Depending on a user's authorization, each user is presented with a list of workflows or business processes in the collaboration area.

About this task

You can have as many different collaboration areas as you want and divide each collaboration area any way that you want. You can gather information from use cases to help define which products need to be viewed in a collaboration area by which performers.

You can separate performers by their security role. If the company has a certain class of users and they want those users to view a particular set of items, you can control that access by relating the performer to the security model. The security model controls the different roles of the users and specifies what collaboration areas and items those users are able to view and work with.

Procedure

  1. Identify which performers need to work with which products.
  2. Define a collaboration area for every performer-to-product match.

Example

An example of building a collaboration area by role is having a clothing retailer with separate man's and woman's divisions. All man's clothing goes through the man's collaboration area and the woman's clothing goes through the woman's collaboration area. The workflow steps follow this flow: start > enrich data > approve data > finish.

The enrich data and approve data are handled by different groups of users. We call all the man's enrichers M-Enr and the woman's enrichers W-Enr. For the approver's the man's are called M-App and the woman's are called W-App. We will add a user we can call by name into each group, for example, Bob is a M-Enr, Sally is a W-Enr, Mike is a M-App, and Jill is a W-App.

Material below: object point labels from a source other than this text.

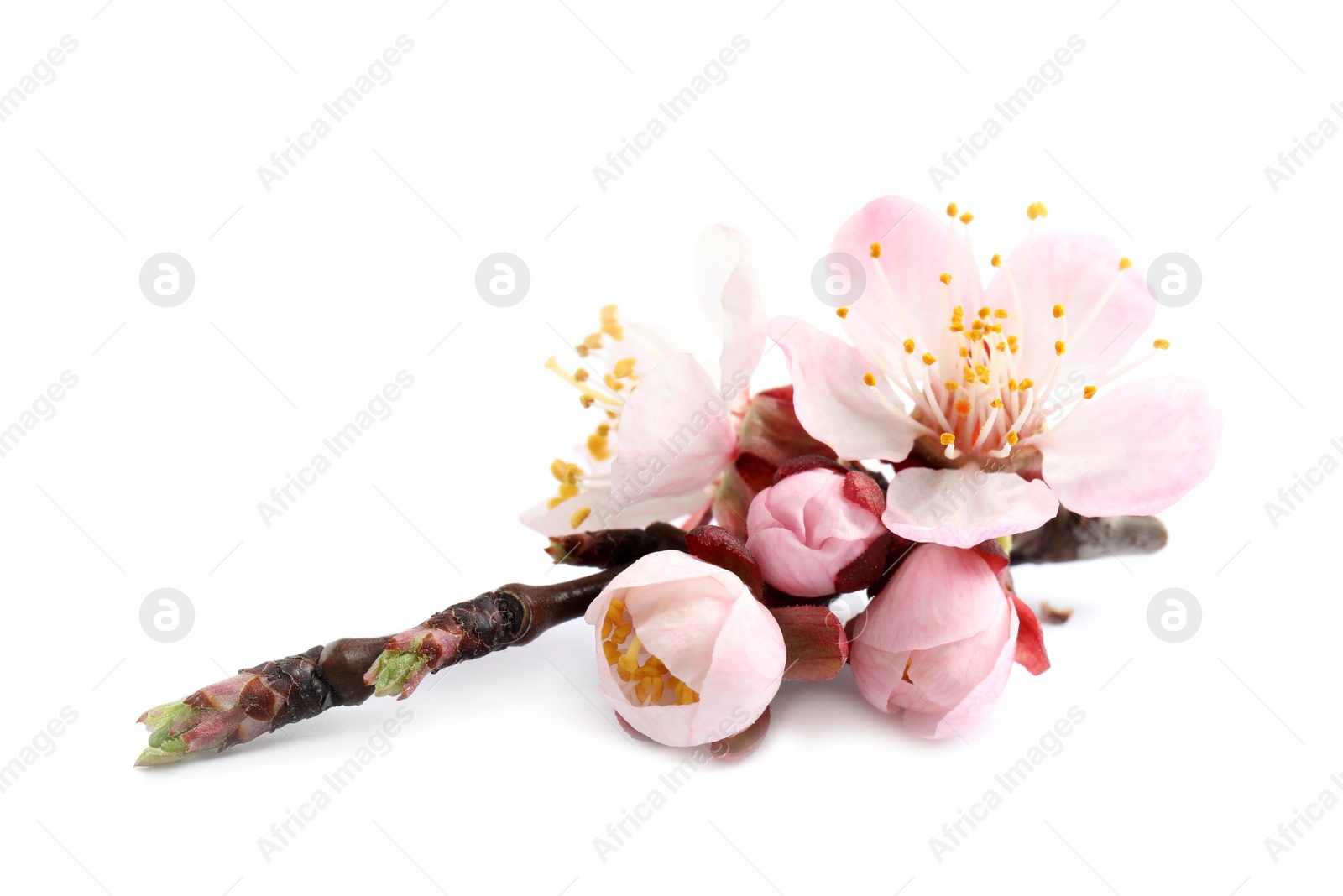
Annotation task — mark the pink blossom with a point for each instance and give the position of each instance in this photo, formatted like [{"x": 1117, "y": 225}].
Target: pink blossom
[
  {"x": 666, "y": 427},
  {"x": 1027, "y": 418},
  {"x": 807, "y": 528},
  {"x": 685, "y": 654},
  {"x": 940, "y": 638}
]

For the setup of the steps and roles, we put the M-Enr and W-Enr as performers of the enrich data step, that means both Bob and Sally are allowed to perform that step. Similarly, M-App and W-App should be performers of the approval step, meaning both Mike and Jill are allowed to approve things. It will seem that we are allowing all enrichment users the ability to enrich all items, but that is just the first part of setting up the workflow.

When we create the collaboration areas, we are going to assign them to different access control groups (ACG). We will start by building a man's ACG called M-ACG and a woman's ACG called W-ACG. M-Enr and M-App both have permissions to access items in M-ACG. Similarly, W-Enr and W-App have permissions in W-ACG. By building the a man's collaboration area called M-ColArea based on our workflow, only Bob and Mike have access to the items in it, and similarly for the woman's collaboration area W-ColArea only Jill and Sally can see items in it.